While children exposed to domestic violence often have "over-generalised fears" and are frightened by any type of conflict, according to Dr Cohen, TF-CBT is intended to help them learn how to deal with normal everyday conflicts while giving them the skills to be safe in the face of real danger.

Another goal of the treatment was to have children share their experiences with their mothers, and address "maladaptive cognitions," such as blaming themselves or blaming their mother.

Most of the children experienced continuing trauma during treatment, and just 75 completed the study.

On the main outcome measures, scores on the K-SADS-PL and the University of California-Los Angeles PTSD Reaction Index (RI), children in the TF-CBT group showed significantly greater improvement (mean difference of 1.63 and 5.5, respectively).

K-SADS-PL symptom clusters for hyperarousal and avoidance improved to a greater extent in the TF-CBT group, as did scores on the Screen for Child Anxiety Related Emotional Disorders (SCARED).

Among the 43 children in the TF-CBT group who completed the study, the number of children who met the K-SADS-PL PTSD diagnosis fell from 32 to 8 (75% remission), compared to 18 to 10 (44% remission) in the CCT group.

Adverse affects

There were two serious adverse events, such as child self-injury, child abuse or problems requiring psychological hospitalisation, in the TF-CBT group, compared to 10 in the CCT group.

Children in the TF-CBT group showed clear improvements in hyper-arousability, "jumpiness," and their ability to distinguish between real and generalised danger, Dr Cohen said. "The skills really did help them and talking through what happened really did give them a way to make sense of their experiences," she explained.

While children in the client-centred group also improved, she added, they did not improve as much.

"This is a very important and at-risk population," said Dr Christopher M. Layne of the UCLA/Duke University National Centre for Child Traumatic Stress in Los Angeles.
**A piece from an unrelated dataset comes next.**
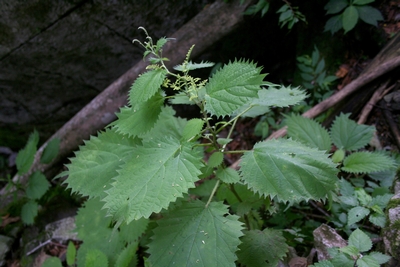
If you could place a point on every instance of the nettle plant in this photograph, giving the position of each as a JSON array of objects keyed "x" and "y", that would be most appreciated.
[{"x": 150, "y": 167}]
He said, "Clearly, working in a domestic violence shelter has many types of challenges, barriers to being able to seek treatment that may place an upper limit on the number of treatment sessions that you can provide."

The findings, he added, suggest "that perhaps even six to eight sessions ... may be effective in reducing kids below the diagnostic threshold."

Dr Cohen said, "I was actually surprised that we had a significant finding, given that it was a very short-term study and it was done in a community setting by community therapists. Mental health treatment, however good it might be, doesn't take the place of protecting children from family violence, and I think that's a really important message."